Gaining clarity
I want to describe a moment in our lives. The moment is that
of gaining clarity - seeing all of a sudden clearly through the fog.
I’ll tell you the story. I just saw a movie on
Billie holiday when they were talking about the song “Strange
Fruit.” It’s a song I heard several
hundreds of times throughout more than a
decade, but I don’t usually notice phrases only words. I never thought what the
song was about, and simply heard it as a song about fruit. A song about strange
fruit. Now seeing images with this song I understood what it was about. It’s
easy enough. It’s trivial to understand the words the moment you actually read
them, but certainly together with accompanying images:



It’s strange to all of a sudden understand something so
clearly after so many years. It’s not something I was aware I didn’t
understand. When I heard the song it was
simply a song on strange fruit. What strange blindness.
How much of life is like this? How much of life do we go
through believing something in the background, never really reflecting on it, and
then there are these moment when something is clarified; when something moves
into focus from its usual haze. It’s a
strange sensation.
If we take for example understanding films, most people see
them without understanding anything. TakeTarantino’s new film Inglorious Basterds. I find the reviews here by Michel de Graph,
post, and Dave Robinson,
post, one of the most interesting ones, and I
read many. Most of them haven’t a clue what the film is about, perhaps all of
them. Also Michel and Dave don’t even claim to understand much, but at least
they each understand a small part which is connected to them. Is it an accident
that Michel whose picture is an Ape (King-Kong) noticed the animal theme, while
Dave, whose picture is Breughel’s The
Fall of Icarus where Icarus wings get burnt by the sun thinks the film is about
fire.
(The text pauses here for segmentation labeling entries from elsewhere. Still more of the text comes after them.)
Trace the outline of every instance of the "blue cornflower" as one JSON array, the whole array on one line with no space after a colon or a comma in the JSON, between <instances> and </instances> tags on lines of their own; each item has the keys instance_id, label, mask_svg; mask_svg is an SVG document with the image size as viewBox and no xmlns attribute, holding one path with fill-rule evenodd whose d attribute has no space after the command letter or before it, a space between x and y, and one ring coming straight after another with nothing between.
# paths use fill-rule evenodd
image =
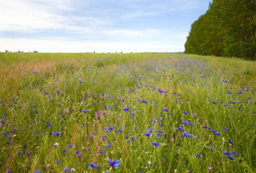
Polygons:
<instances>
[{"instance_id":1,"label":"blue cornflower","mask_svg":"<svg viewBox=\"0 0 256 173\"><path fill-rule=\"evenodd\" d=\"M57 159L57 160L56 160L56 164L61 164L61 160L59 160L59 159Z\"/></svg>"},{"instance_id":2,"label":"blue cornflower","mask_svg":"<svg viewBox=\"0 0 256 173\"><path fill-rule=\"evenodd\" d=\"M78 152L77 150L75 150L75 154L77 155L78 157L81 156L81 152Z\"/></svg>"},{"instance_id":3,"label":"blue cornflower","mask_svg":"<svg viewBox=\"0 0 256 173\"><path fill-rule=\"evenodd\" d=\"M129 109L130 109L129 107L125 107L125 108L123 109L123 111L128 111Z\"/></svg>"},{"instance_id":4,"label":"blue cornflower","mask_svg":"<svg viewBox=\"0 0 256 173\"><path fill-rule=\"evenodd\" d=\"M153 146L159 146L161 143L156 143L156 142L152 142L151 143L152 143Z\"/></svg>"},{"instance_id":5,"label":"blue cornflower","mask_svg":"<svg viewBox=\"0 0 256 173\"><path fill-rule=\"evenodd\" d=\"M118 160L115 160L114 161L111 161L110 159L108 160L108 164L110 166L113 166L114 168L117 168L120 165L120 161Z\"/></svg>"}]
</instances>

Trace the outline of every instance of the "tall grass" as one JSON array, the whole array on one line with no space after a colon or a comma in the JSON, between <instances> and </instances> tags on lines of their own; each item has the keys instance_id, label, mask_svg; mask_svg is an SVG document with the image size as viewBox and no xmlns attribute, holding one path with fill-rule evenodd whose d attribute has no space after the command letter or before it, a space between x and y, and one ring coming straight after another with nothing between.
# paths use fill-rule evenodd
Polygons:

Each sees their own version of the world, but both understand something of
the film, which, as I said, is much better than almost anyone else’s review.
Expressing this sensation is very popular in films, for
example in the most shown of Christmas films, What a Wonderful Life, where it
takes an angel to bring a moment of clarity to Jimmy Stewart, and the many repetitions
of this story in American film.
Films are an example, books might be stronger, painting. The
fact of the matter is that we are constantly blind walking in the world, with
small glimpses of clarity which soon moves back to mist.